Shift direction and divergence

Within a warp, one strives to keep all threads executing the same instructions to avoid stalling threads.

If one thread is performing (x & y) >> z and another (a & b) << c, does the direction of the shift cause the threads to diverge?


Divergence refers to diverging control flow. From the scant information provided, one cannot tell whether there is divergent control flow in your code.

If we assume that your source code looks like this:

r = (cond) ? ((x & y) >> z) : ((a & b) << c);

there is a high likelihood that it would translate into machine code without any branches. Without a conditional branch, there cannot be control flow divergence.

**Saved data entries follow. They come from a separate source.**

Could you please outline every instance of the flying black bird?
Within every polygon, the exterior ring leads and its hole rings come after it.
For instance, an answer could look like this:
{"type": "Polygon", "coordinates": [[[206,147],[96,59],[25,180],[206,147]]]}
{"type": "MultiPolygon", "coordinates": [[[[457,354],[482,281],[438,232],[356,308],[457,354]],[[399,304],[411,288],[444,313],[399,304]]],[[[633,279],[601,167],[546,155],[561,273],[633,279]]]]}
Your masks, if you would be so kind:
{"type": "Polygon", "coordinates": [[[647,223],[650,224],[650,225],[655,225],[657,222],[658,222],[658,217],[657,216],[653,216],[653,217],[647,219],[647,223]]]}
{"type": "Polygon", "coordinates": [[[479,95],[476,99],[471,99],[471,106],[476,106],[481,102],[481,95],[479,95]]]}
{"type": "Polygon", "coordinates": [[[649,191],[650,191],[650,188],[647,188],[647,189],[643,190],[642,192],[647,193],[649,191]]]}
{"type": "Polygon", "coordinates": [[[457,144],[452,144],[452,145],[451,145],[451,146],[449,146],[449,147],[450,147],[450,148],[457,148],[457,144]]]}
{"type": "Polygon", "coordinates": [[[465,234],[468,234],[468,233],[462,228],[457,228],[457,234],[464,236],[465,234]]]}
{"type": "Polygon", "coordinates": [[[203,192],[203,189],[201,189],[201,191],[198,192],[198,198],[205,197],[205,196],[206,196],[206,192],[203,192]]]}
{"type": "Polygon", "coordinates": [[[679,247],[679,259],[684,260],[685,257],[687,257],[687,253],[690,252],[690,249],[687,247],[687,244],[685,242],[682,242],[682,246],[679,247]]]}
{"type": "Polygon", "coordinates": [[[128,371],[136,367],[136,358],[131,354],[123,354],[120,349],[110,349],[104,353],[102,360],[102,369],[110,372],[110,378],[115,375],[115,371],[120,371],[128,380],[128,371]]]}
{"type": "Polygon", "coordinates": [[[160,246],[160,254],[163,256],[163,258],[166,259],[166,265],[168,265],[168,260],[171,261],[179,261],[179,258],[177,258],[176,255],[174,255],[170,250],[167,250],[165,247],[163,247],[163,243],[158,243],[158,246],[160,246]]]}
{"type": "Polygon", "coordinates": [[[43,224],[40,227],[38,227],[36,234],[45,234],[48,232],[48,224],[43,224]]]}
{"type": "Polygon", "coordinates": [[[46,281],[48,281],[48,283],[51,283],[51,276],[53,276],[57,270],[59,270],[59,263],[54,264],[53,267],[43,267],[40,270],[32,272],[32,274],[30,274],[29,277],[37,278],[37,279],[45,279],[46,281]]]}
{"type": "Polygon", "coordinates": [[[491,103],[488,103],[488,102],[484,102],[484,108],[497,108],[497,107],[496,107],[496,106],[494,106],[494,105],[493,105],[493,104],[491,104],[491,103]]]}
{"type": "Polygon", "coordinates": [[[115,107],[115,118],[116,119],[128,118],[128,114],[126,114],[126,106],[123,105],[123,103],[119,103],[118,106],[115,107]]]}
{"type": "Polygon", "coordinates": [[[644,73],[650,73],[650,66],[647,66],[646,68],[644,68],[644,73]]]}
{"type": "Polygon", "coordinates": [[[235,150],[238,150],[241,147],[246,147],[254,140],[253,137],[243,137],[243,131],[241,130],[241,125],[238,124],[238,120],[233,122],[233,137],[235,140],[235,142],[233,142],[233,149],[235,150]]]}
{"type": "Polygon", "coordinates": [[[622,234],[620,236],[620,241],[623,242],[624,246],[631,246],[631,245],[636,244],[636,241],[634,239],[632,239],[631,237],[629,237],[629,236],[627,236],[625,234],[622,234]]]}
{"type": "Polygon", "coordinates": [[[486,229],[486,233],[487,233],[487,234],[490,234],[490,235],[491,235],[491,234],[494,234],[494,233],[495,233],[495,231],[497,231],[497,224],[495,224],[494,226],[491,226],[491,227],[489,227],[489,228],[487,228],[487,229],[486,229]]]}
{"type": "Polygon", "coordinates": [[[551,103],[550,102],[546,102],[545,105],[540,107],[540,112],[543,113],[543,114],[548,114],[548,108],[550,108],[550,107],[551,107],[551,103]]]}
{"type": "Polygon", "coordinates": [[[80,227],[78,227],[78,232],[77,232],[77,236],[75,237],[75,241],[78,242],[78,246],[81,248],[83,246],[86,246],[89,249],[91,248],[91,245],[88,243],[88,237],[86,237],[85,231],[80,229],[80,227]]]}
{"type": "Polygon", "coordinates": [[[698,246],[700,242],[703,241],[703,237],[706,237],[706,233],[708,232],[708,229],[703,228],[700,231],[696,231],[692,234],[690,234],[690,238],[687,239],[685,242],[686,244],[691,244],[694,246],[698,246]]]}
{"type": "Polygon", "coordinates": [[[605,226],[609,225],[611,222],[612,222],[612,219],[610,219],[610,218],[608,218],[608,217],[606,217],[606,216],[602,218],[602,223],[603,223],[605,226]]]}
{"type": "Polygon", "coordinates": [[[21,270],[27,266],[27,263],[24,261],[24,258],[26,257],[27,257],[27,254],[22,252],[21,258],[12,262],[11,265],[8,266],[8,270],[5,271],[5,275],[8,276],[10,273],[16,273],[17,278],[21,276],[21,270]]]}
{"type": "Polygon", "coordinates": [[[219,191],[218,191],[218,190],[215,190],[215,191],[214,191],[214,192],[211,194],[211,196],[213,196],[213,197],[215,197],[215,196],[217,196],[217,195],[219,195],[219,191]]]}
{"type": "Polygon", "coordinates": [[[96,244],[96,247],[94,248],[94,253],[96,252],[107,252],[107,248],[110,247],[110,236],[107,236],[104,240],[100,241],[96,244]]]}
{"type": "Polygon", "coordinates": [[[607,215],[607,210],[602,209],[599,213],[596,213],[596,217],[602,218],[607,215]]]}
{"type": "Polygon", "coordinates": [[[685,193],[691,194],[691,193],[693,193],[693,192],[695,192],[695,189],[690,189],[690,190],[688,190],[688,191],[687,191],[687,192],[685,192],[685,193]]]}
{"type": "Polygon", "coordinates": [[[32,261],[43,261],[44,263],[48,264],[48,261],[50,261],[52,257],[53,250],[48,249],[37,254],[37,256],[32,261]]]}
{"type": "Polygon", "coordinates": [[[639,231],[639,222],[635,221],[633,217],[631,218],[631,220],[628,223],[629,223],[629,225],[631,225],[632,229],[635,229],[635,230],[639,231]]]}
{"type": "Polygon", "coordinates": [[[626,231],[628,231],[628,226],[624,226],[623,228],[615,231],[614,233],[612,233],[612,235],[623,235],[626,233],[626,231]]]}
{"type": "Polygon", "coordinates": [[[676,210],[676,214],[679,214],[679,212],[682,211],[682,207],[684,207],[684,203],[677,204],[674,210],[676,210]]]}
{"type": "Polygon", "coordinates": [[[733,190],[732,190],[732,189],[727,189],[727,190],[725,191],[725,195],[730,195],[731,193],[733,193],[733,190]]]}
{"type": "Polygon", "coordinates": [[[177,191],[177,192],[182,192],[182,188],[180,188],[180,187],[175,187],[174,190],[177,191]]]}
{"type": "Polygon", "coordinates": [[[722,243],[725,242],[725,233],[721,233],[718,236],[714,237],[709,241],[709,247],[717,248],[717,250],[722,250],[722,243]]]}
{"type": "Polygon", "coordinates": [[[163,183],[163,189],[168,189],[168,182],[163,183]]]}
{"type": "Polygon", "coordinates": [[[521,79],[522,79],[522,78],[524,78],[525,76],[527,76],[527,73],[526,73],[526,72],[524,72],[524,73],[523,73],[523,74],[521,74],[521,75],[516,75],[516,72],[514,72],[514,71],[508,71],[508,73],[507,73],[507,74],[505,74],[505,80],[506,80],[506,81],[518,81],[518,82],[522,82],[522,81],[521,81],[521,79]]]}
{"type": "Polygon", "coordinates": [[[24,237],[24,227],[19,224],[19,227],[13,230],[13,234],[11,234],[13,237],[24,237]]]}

Even if there were a local branch in the generated machine code, the compiler is very likely to insert a control-flow convergence point directly at the end of such an if-then-else construct (for older GPU architectures, these would be visible as a .s suffix on disassembled machine instructions). This kind of brief local divergence is not really harmful to performance, and programmers should not jump through hoops to avoid it.

I was thinking:
if(threadIdx.x == 0)
(x & y) >> z;
if(threadIdx.x == 1)
(a & b) << c;


repeating for a total of 32 threads, as I look to populate a shared memory array for the block to utilise, as opposed to just doing it all from thread 0, which would stall the rest of the block.

I believe it is pretty much guaranteed that those operations won’t be issued in the same (set) of instructions warp-wide. There will be conditional behavior evident in the SASS, either actual control divergence or else predication. Generally the compiler will lean towards predication, but I know of no way to make a guaranteed prediction by looking at source code. I don’t think you’re going to achieve this, for example: “one strives to keep all threads executing the same instructions” unless you mean “keep all threads execution the same instructions although some may be predicated off”

You can answer all of these questions yourself with the CUDA binary utilities.

Thanks, I hadn’t considered, “those operations won’t be issued in the same (set) of instructions warp-wide”. I was wondering if a few “shl” alongside “shr”'s in a warp would disrupt things, but it sounds like this won’t eventuate.

I’ll push on and see what happens.

Appreciate the help from you both.

The compiler backend, pxtas, performs machine-specific optimizations and has pretty accurate heuristics as to when to use branchless code based on predication and select-type instructions. On newer architectures is seems to prefer the use of select-type instructions from what I can tell.

From observation, if-conversion seems to be applied to singled-sided (if-then) or double-sided (if-then-else) conditionals with very small bodies (two to three instructions) only. For larger bodies, code based on (local) branching is faster by the compiler’s reckoning.

If I understand the example code correctly, your code assigns a different computation to every thread in a warp? If so, I think it is unlikly that if-conversion is applied. You can always check by looking at the generated machine code with cuobjdump --dump-sass.

Yes, this would be the case.

Given that, I am speculating it could be faster to have all the work done by a single thread, thus minimizing branching overhead. Instead of making assumptions, it seems best to run a quick experiment trying both variants.